Revenons-en à l’arrêt examiné. Le Tribunal fédéral souligne que la notion de « droits de caractère civil » englobe non seulement (i) les contestations de droit civil au sens strict, mais aussi (ii) les actes administratifs d’une autorité publique, dans la mesure où ces actes portent atteinte de manière déterminante à des droits et obligations de nature privée. Ainsi, des sanctions dites administratives peuvent appeler à l’application du volet civil de l’art. 6 par. 1 CEDH.

In casu, le Tribunal fédéral retient que le retrait de l’agrément d’expert-réviseur a eu des conséquences lourdes pour l’individu visé (principalement au niveau de sa liberté d’exercer une activité professionnelle) et représente donc un acte portant atteinte à des droits de caractère civil.
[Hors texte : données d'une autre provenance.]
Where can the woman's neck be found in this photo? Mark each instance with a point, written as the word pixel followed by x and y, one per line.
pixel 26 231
Partant, le Tribunal fédéral conclut que la procédure administrative de retrait d’agrément est soumise aux garanties fondamentales de procédure ancrées à l’art. 6 par. 1 CEDH (volet civil).

Parmi ces garanties, on retrouve le droit à une audience publique. Tout justiciable doit avoir la possibilité de plaider sa cause en audience publique s’il le souhaite et le juge doit en principe accéder à cette demande (bien que des exceptions existent, notamment en cas de demande chicanière).

En l’occurrence, aucun motif valable ne s’opposait à la requête du réviseur relative à la tenue d’une audience publique. En rejetant sa demande, le Tribunal administratif fédéral a donc violé l’art. 6 par. 1 CEDH. Ce vice de procédure entraîne l’annulation de l’arrêt ; sans examiner les griefs de fond, le Tribunal fédéral renvoie la cause au Tribunal administratif fédéral pour qu’il organise une audience publique et rende une nouvelle décision.

Cet arrêt confirme que, bien que les procédures administratives d’enforcement ne représentent pas des accusations en matière pénale (ATF 142 II 243, c. 3.4, commenté in Abrar, cdbf.ch/946/), elles peuvent revêtir un caractère civil et dès lors être soumises au respect du volet civil de l’art. 6 par. 1 CEDH. C’est à notre connaissance la première fois que le Tribunal fédéral a l’occasion de l’affirmer (du moins, si clairement). Le même sort devrait, à notre avis, être réservé au prononcé d’une interdiction d’exercer et/ou de pratiquer (art. 33 et 33a LFINMA).

Un autre enseignement peut être retenu de cet arrêt, cette fois au sujet de l’intérêt digne de protection au recours. En résumé, la période de retrait de l’agrément était arrivée à échéance avant que le Tribunal fédéral ne rende sa décision. Se posait donc la question de l’intérêt actuel et concret du réviseur à voir son recours traité. Bien que la sanction ait déjà pris fin, le Tribunal fédéral retient que le concerné conserve un intérêt à ce que la légalité du retrait de l’agrément soit examinée. Celle-ci est en effet susceptible de causer un préjudice réputationnel qui persiste au-delà de l’expiration de la sanction. À nouveau, ce raisonnement devrait s’appliquer mutatis mutandis à une interdiction d’exercer ou de pratiquer prononcée par la FINMA (dans ce sens également, Zulauf, cdbf.ch/1006/).